In this assignment, you will implement the Gamma HJOIN architecture within a single Java program using multiple threads and Java pipes exactly as in the Gamma lecture notes -- no short cuts! Short cuts will be deducted from your grade.
Warning: this is a substantial assignment. It will take you many days to finish. Do not delay in getting started. This assignment will count 2x times a typical programming assignment, so take it seriously. Brownie points will be given to those groups who finish early.
Study carefully how these examples work. Only when you understand how each box and each regression test works, should you proceed onto the main assignment.
Connector c = new Connector("A_to_B");
ReadEnd re = c.getReadEnd();
WriteEnd we = c.getWriteEnd();
Please note: there is (may still be) a bug in Java Pipes. If you serialized tuples and pushed them through pipes, your program will fail. (I have no idea why). If tuples are serialized as Java Strings, there is no problem. This level of detail has been hidden from you -- you should only invoke getNextTuple or getNextMap methods on ReadEnds, and putNextTuple or putNextMap on WriteEnds. Study the boxes whose code I give you. You'll see the level of abstraction at which you need to program.
Another point on Java pipes. When a ReadEnd is finished (meaning there is nothing more to read) -- close it! When a WriteEnd is finished (meaning there is nothing more to write) -- close it! Typical coding idioms are:ReadEnd | WriteEnd |
while(true) { | while(true) { |
I suggest two main class hierarchies. Here's the first -- every terminal class is a primitive, whose object is a thread.
The meaning of these classes is below:
Bloom-- computes a bloom filter, as in notes. Observe the icon in the middle of the class: the box has a record stream input (on the left) and a record stream output on the right, and also a bitmap output (red).

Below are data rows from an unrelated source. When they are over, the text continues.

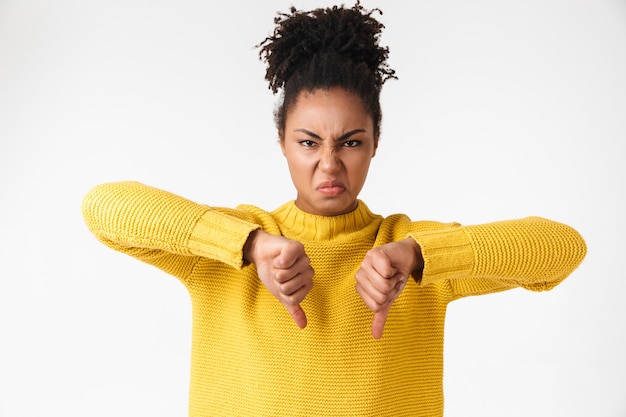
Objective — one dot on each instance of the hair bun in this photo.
(351, 33)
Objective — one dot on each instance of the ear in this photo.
(281, 141)
(375, 146)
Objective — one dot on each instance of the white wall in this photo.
(503, 109)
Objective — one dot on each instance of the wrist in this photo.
(250, 245)
(418, 261)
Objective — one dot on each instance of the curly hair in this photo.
(326, 48)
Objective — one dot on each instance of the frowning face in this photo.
(329, 142)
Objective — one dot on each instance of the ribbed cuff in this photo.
(447, 254)
(221, 237)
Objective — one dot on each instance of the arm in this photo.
(163, 229)
(532, 253)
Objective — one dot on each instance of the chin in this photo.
(336, 208)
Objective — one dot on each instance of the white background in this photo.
(503, 109)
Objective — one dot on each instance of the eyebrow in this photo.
(339, 139)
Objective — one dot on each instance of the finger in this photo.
(289, 255)
(381, 263)
(373, 304)
(297, 314)
(299, 271)
(378, 322)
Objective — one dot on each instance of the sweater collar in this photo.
(302, 226)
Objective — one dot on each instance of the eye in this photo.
(307, 143)
(351, 143)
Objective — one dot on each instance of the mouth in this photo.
(331, 188)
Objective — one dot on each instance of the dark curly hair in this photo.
(326, 48)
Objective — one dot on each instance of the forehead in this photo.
(329, 107)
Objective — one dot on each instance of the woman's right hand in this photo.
(283, 267)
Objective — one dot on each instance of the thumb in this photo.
(297, 314)
(378, 323)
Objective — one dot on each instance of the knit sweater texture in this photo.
(248, 356)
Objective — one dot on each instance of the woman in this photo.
(324, 260)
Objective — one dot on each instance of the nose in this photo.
(329, 161)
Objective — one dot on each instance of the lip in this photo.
(331, 188)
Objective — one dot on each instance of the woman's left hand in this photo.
(383, 275)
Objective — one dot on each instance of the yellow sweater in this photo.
(248, 356)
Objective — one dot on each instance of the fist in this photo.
(383, 275)
(284, 268)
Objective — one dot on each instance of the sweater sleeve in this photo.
(533, 253)
(164, 229)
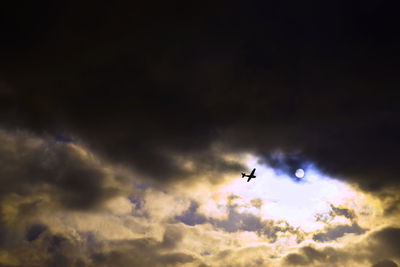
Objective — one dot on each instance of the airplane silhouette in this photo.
(251, 175)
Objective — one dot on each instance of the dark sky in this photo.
(140, 83)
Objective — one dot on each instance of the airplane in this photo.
(251, 175)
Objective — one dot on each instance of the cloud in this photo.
(70, 175)
(335, 232)
(374, 249)
(385, 263)
(143, 100)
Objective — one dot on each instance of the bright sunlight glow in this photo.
(283, 198)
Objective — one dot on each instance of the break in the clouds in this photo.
(146, 85)
(123, 126)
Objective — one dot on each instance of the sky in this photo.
(125, 127)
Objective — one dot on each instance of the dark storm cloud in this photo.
(335, 232)
(385, 263)
(31, 166)
(141, 82)
(239, 221)
(376, 249)
(337, 211)
(82, 249)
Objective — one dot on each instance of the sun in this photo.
(280, 197)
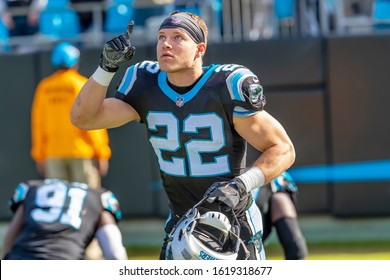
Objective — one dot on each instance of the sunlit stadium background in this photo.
(328, 87)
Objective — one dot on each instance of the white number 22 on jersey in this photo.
(194, 148)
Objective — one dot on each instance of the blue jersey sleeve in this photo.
(246, 91)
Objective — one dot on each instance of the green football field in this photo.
(368, 250)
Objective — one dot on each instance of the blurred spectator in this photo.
(262, 26)
(26, 24)
(60, 149)
(56, 220)
(310, 18)
(5, 15)
(86, 17)
(277, 203)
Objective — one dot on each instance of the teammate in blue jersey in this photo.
(277, 203)
(57, 220)
(199, 120)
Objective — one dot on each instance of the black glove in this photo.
(117, 51)
(227, 193)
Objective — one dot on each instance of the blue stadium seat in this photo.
(141, 14)
(59, 21)
(4, 37)
(118, 15)
(284, 9)
(381, 12)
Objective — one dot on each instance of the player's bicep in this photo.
(261, 130)
(114, 113)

BFilter -- applies bloom filter, as in notes. The icon in the middle of the class says that this box takes a bitmap (red) and stream (black) as input and produced a record stream as output (on the right).

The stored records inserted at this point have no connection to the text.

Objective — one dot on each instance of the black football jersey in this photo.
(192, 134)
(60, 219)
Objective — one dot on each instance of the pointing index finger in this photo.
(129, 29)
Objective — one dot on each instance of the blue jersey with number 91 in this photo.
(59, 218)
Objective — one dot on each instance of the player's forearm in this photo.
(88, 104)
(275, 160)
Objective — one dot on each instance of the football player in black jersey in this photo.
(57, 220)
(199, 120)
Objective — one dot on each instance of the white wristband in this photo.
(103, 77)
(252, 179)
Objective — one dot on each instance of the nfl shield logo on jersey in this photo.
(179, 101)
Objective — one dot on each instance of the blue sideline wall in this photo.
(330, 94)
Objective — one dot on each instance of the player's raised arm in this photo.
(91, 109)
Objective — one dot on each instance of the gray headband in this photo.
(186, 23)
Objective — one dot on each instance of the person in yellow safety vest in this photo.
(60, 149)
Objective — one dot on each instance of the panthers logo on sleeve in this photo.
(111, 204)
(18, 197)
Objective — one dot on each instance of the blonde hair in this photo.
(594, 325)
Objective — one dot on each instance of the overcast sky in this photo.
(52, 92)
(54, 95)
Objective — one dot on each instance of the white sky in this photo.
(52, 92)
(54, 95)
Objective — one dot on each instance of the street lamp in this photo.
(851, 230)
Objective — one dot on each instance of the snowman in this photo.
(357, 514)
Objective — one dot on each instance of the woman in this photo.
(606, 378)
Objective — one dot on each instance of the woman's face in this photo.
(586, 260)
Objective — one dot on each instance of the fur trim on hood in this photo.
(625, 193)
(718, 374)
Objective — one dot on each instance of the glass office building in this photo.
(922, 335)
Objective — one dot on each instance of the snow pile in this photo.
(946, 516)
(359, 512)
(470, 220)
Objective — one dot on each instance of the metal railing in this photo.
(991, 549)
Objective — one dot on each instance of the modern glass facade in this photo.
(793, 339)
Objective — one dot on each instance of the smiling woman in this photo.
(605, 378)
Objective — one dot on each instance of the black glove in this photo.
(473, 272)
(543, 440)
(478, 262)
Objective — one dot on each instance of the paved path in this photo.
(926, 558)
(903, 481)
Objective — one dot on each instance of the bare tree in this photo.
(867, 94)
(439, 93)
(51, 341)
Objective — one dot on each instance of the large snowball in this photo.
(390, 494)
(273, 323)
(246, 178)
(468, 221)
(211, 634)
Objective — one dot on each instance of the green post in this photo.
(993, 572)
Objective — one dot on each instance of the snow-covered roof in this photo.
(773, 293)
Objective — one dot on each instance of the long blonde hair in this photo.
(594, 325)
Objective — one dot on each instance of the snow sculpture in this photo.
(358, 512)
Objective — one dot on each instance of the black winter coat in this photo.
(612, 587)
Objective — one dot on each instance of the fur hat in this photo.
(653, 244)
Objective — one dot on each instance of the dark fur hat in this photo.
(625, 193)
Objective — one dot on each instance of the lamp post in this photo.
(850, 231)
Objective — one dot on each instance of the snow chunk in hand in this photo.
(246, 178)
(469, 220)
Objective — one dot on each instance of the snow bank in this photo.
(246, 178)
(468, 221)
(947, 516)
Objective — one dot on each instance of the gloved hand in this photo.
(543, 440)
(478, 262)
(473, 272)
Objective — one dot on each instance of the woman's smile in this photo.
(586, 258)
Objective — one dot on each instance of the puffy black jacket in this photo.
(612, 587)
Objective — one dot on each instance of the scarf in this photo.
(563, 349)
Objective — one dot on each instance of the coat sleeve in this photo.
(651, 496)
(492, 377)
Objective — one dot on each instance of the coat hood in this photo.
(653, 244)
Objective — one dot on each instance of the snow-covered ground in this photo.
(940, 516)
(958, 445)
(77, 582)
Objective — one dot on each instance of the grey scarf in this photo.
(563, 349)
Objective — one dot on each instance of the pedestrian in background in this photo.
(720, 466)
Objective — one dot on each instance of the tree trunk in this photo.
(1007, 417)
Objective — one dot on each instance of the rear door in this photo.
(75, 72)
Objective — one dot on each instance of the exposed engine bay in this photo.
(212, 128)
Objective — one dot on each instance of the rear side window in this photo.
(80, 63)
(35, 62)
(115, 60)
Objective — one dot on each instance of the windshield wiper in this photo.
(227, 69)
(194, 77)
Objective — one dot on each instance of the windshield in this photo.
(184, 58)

BloomSimulator -- to test a Bloom box, I needed to create a box that supplies a bloom filter; that's this box.
DoNothing -- relays input messages to output messages. Initially useful to see if pipelines are working.
HJoin -- this box encodes the hashjoin algorithm
Sink -- this box is useful in testing; it simply reads its inputs and does nothing with them.
ReadRelation -- this box has 2 parameters: name of file to read and the end of a pipe in which to send Tuples of the file. (I have given this box to you).
Print -- prints each record that it receives. (I have given this box to you).
PrintMap -- reads a single bit map and prints it. Useful for debugging
HSplit -- reads in a record stream and hash-splits its contents across 4 streams (numbered 0..3). (I have given this box to you).
Merge -- reads 4 streams in round-robin order to merge their results into a single output stream.
SplitM -- splits a bitmap into 4 distinct bitmaps (inverse of MergeM)
MergeM -- merges 4 distinct bitmaps into a single bitmap.
The following boxes/classes implement pipe-and-filter graphs that implement the functionality of the primitive boxes above (and thus have the same iconic "shape"). They are not part of the Thread hierarchy as only the building blocks above are implemented as threads.
These boxes implement various non-primitive implementations of the HJoin box/primitive. In the notes, one implementation map-reduced HJoin, another implementation implemented HJoin using BFilter and Bloom boxes wired together, and finally the entire Gamma graph. The terminal boxes are subclasses of Gamma.ArrayConnectors, which provides useful ways of creating arrays of pipes in one call. Not all methods of Gamma.ArrayConnectors may be needed for this project; all are fairly simple.
join client table with viewing table over key (CLIENTNO)
join orders table with odetails table over key (ONO)
join parts table with odetails table over key (PNO)
A critical part of any design is clarity and understandability. Hence, you will be graded on the clarity of your project and its ability to work correctly. Sloppy code, documentation, or anything that makes grading or understanding your program difficult will cost you points. Beware, some of these "beauty" points are subjective.
Remember: No late assignments/submissions will be accepted.